Jambalaya
Serves 8–10
Ingredients
Adapted from Jambalaya for Company, Chef Art Smith
2 Tbsp. extra-virgin olive oil
1 pound boneless chicken thighs, cut into pieces
1 pound shrimp, peeled and deveined
1 pound catfish, cut into cubes
1 pound andouille sausage , sliced
1 large onion, chopped
1 bell pepper, chopped
3 cloves garlic, minced
4 stalks celery, chopped
2 Tbsp. Creole seasoning
3 T tomato paste
1 15 oz can diced tomatoes
8 cups chicken broth
2 bay leaves
Salt to taste
3 cups long-grain white rice
1 cup chopped fresh Italian parsley
Directions
Place the olive oil in a large Dutch oven over medium heat. When hot, add the chicken, fish, sausage, onion, bell pepper, garlic and celery.
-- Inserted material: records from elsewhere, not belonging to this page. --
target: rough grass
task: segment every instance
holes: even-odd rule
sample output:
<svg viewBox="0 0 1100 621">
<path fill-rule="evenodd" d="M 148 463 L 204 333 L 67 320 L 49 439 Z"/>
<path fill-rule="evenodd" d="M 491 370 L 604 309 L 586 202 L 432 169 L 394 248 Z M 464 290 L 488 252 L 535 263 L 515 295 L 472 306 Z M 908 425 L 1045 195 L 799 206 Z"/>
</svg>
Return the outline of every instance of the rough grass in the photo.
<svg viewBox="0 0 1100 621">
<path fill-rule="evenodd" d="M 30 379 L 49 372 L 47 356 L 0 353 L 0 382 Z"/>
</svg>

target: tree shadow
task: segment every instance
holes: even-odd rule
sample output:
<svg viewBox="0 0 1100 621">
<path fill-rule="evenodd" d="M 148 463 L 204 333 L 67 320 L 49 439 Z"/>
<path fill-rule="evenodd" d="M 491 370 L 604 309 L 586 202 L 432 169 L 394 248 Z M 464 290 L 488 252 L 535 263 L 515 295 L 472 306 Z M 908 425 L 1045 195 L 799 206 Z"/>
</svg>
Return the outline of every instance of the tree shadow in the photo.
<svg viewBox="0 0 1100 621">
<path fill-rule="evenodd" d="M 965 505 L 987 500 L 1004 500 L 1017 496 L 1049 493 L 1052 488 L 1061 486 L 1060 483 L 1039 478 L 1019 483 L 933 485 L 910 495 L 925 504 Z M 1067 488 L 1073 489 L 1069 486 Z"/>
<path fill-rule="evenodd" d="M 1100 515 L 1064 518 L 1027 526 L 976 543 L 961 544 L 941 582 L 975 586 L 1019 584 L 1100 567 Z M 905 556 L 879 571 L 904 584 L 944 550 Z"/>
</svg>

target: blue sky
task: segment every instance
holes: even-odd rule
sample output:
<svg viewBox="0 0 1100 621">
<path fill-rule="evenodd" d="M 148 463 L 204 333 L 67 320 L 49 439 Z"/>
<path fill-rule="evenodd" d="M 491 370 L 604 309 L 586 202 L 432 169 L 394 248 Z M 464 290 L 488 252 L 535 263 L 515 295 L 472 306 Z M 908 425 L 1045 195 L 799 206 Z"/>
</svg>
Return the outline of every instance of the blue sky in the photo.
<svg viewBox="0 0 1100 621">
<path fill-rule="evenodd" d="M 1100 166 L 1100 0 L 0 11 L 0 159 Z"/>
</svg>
Cook until just lightly brown.
Add the Creole seasoning, tomato paste, tomatoes and chicken broth and bring to a boil.
Add the bay leaves, season with salt and stir in the long-grain rice. Add the shrimp. Reduce the heat so that the mixture simmers, then cover.
Cook until the liquid has almost evaporated, about 30 minutes. Great jambalaya should be a little wet.
Just before serving, remove the bay leaves and stir in the freshly chopped parsley. Serve with a warm, crusty bread and enjoy.